Existe algo que nos salve do nada?

«A gestão da liberdade durante estas semanas constitui um desafio que põe à prova o meu medo de perder tempo». A carta de um aluno após a suspensão das aulas presenciais em Madri devido ao coronavírus.

Costumamos dizer que coisas ruins acontecem conosco, que somos azarados; e se for só a nossa percepção e a forma que temos de enfrentar a realidade? E se a realidade estiver nos falando constantemente com fatos para pôr a nossa liberdade à prova? Vejamos o exemplo da suspensão das aulas na comunidade de Madri devido ao coronavírus. Não acontece que vocês achem que o curso os aprisiona? Comigo sim. Eu me vejo constantemente preso nos estudos, focado unicamente em notas e exames. Ao menos no meu caso, o curso deixou de ser uma oportunidade de crescimento e autoconhecimento para ser uma cela que me faz me apartar do que realmente me faz crescer. É curioso como nos afastamos do que nos faz bem quase sem nos dar conta, pensando inclusive que estamos na direção certa.

Nestes últimos dias, aconteceu um desses imprevistos que arrancam a pessoa da monotonia da rotina: a chegada do coronavírus. Com uma só notícia passamos do tédio dos estudos e das aulas a uma alegria eufórica que vem sabe lá de onde. Eu pensava que precisava de um descanso, uma semana de desconexão diante do ritmo frenético do curso. Agora, no entanto, diante da realidade de ao menos duas semanas “sem aula”, vejo que não é um descanso o que realmente preciso. Eu me vejo sem força de vontade para enfrentar o resto do curso. O que cheguei a repudiar em muitas ocasiões ao longo do ano, isto é, a constante tensão das aulas e exames, agora o vejo como algo necessário para ser consciente e continuar o curso. Estou procurando constantemente alguma coisa que devolva a novidade ao curso e ao estudo. Pensava que a resposta fosse o descanso temporário, mas vejo que, na realidade, isso não responde à minha necessidade de surpresa perante a vida cotidiana. Existe algo que nos salve do nada para o qual todas as coisas tendem?

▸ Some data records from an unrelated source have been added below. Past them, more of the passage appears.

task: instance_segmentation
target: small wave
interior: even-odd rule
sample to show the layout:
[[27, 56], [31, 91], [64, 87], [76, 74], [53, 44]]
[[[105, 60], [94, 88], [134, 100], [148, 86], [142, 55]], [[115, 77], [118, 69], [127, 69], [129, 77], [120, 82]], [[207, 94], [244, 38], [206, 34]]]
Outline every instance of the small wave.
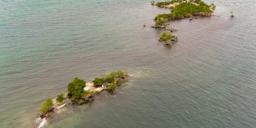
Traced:
[[40, 128], [43, 127], [43, 126], [45, 124], [46, 124], [47, 123], [46, 122], [46, 119], [45, 119], [45, 117], [44, 117], [44, 119], [43, 119], [42, 120], [43, 121], [40, 124], [40, 125], [39, 125], [39, 126], [38, 126], [38, 128]]

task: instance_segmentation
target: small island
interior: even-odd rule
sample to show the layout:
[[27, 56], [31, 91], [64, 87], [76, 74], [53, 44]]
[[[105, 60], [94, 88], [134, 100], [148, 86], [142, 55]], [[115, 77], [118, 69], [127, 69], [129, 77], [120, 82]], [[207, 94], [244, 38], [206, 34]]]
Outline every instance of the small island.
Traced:
[[102, 77], [96, 78], [92, 82], [87, 83], [83, 80], [75, 78], [68, 84], [68, 91], [65, 94], [58, 95], [55, 99], [49, 98], [42, 104], [39, 115], [43, 119], [38, 127], [43, 126], [46, 122], [45, 118], [52, 117], [54, 110], [60, 109], [67, 104], [80, 105], [91, 101], [95, 93], [104, 90], [112, 91], [128, 76], [126, 71], [118, 70], [106, 74]]
[[[170, 22], [171, 20], [189, 17], [191, 20], [195, 16], [210, 16], [216, 7], [213, 3], [208, 5], [201, 0], [172, 0], [156, 3], [153, 1], [151, 4], [171, 9], [171, 12], [170, 13], [157, 14], [154, 19], [156, 21], [155, 26], [151, 26], [153, 28], [165, 29], [168, 25], [167, 22]], [[232, 12], [231, 14], [231, 16], [233, 17]], [[162, 35], [159, 36], [158, 41], [165, 41], [165, 46], [169, 46], [172, 44], [173, 41], [177, 42], [178, 38], [177, 36], [171, 34], [171, 32], [175, 31], [176, 30], [172, 28], [167, 30], [169, 31], [164, 31]]]
[[165, 41], [165, 45], [168, 46], [171, 46], [173, 41], [176, 42], [178, 41], [178, 38], [176, 36], [172, 35], [170, 31], [164, 31], [162, 35], [160, 36], [159, 41]]
[[[154, 2], [152, 2], [155, 3]], [[162, 18], [167, 21], [188, 17], [192, 18], [196, 15], [210, 16], [216, 7], [213, 3], [209, 5], [201, 0], [172, 0], [152, 4], [169, 8], [172, 10], [171, 13], [158, 14], [154, 19], [157, 20]]]

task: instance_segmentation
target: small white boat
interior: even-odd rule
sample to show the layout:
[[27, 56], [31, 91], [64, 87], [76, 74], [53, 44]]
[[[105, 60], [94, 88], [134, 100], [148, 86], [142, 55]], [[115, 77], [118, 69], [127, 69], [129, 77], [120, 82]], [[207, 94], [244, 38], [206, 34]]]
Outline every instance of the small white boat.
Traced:
[[65, 105], [66, 105], [66, 104], [67, 104], [67, 103], [65, 103], [64, 104], [62, 104], [62, 105], [61, 105], [60, 106], [58, 106], [56, 107], [56, 109], [60, 109], [60, 108], [62, 108], [62, 107], [65, 106]]

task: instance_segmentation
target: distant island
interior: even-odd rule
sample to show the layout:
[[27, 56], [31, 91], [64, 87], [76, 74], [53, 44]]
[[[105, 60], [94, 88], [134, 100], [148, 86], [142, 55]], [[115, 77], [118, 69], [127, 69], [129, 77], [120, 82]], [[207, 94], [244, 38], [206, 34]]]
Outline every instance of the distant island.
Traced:
[[[167, 22], [176, 19], [189, 17], [189, 20], [192, 20], [195, 16], [210, 16], [216, 7], [213, 3], [208, 5], [201, 0], [172, 0], [157, 3], [153, 1], [151, 3], [153, 5], [171, 9], [171, 12], [170, 13], [158, 14], [156, 16], [154, 19], [156, 21], [155, 26], [151, 26], [154, 28], [165, 28], [168, 25]], [[162, 34], [159, 36], [158, 40], [160, 41], [164, 41], [166, 46], [170, 46], [172, 44], [172, 41], [176, 42], [178, 40], [177, 37], [172, 35], [170, 32], [176, 30], [172, 28], [167, 30], [167, 31], [164, 31]]]
[[40, 117], [43, 119], [38, 128], [46, 123], [45, 117], [51, 117], [55, 109], [58, 109], [69, 104], [81, 104], [92, 100], [96, 93], [104, 90], [113, 90], [116, 86], [120, 86], [128, 76], [125, 71], [118, 70], [107, 73], [101, 78], [96, 78], [92, 82], [86, 83], [77, 77], [68, 85], [68, 91], [65, 94], [58, 95], [56, 99], [47, 99], [42, 103], [39, 111]]

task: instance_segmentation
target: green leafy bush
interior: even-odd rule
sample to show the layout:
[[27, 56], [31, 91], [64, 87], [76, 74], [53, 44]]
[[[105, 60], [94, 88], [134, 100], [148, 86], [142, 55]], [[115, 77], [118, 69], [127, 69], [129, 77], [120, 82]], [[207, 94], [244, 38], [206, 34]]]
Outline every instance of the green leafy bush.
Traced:
[[85, 87], [85, 84], [83, 80], [75, 78], [68, 86], [69, 95], [75, 99], [83, 97], [84, 96], [84, 88]]
[[156, 20], [156, 23], [155, 24], [155, 26], [156, 27], [158, 26], [166, 26], [167, 25], [166, 24], [166, 20], [163, 18], [158, 18]]
[[117, 81], [116, 82], [116, 84], [118, 85], [119, 85], [121, 84], [121, 81]]
[[63, 94], [61, 93], [60, 95], [58, 95], [57, 98], [56, 99], [56, 100], [58, 102], [61, 102], [65, 99], [65, 98], [64, 97], [64, 95], [63, 95]]
[[169, 31], [164, 31], [162, 35], [159, 36], [160, 39], [165, 41], [170, 40], [171, 41], [177, 41], [178, 38], [175, 35], [172, 35], [172, 33]]
[[44, 102], [42, 104], [41, 108], [39, 110], [41, 114], [45, 114], [49, 109], [53, 105], [53, 102], [51, 98], [47, 99], [46, 101]]
[[105, 81], [104, 78], [96, 78], [93, 82], [94, 85], [98, 85], [104, 84]]
[[113, 84], [110, 84], [108, 85], [108, 89], [113, 90], [115, 89], [115, 85]]
[[172, 12], [169, 14], [163, 13], [158, 14], [155, 19], [163, 18], [168, 20], [189, 17], [190, 15], [205, 15], [208, 16], [212, 11], [210, 9], [210, 6], [200, 0], [196, 0], [195, 2], [198, 5], [190, 2], [180, 3], [174, 7], [171, 7]]
[[112, 83], [115, 82], [115, 77], [113, 76], [110, 76], [104, 79], [105, 82]]

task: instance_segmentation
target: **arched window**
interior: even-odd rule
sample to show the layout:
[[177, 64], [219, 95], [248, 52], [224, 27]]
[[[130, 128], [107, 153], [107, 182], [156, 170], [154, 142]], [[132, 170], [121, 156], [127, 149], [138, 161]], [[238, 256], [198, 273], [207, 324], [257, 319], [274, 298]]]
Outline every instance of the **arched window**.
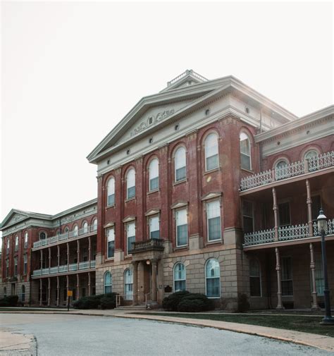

Agora que vamos ficar em casa por várias semanas e com aulas “virtuais”, perguntas de todos os tipos me surgem. De onde vou tirar a vontade de me levantar sem a tensão de ir à aula? Como vou estudar neste tempo sem uma companhia que me lembra da razão pela qual estudo? O que ou quem vai me dar motivos para sair da cama? Talvez eu seja um paranoico e esteja remoendo demais essas coisas em vez de comemorar que não é preciso ir à escola, mas me vejo com dificuldade na hora de gerenciar o tempo diário de estudo e a atenção em relação às coisas. Eu tendo a esquecer os motivos mais importantes que sustentam a minha vida, se não tiver nada que me lembre ou mantenha uma tensão constante.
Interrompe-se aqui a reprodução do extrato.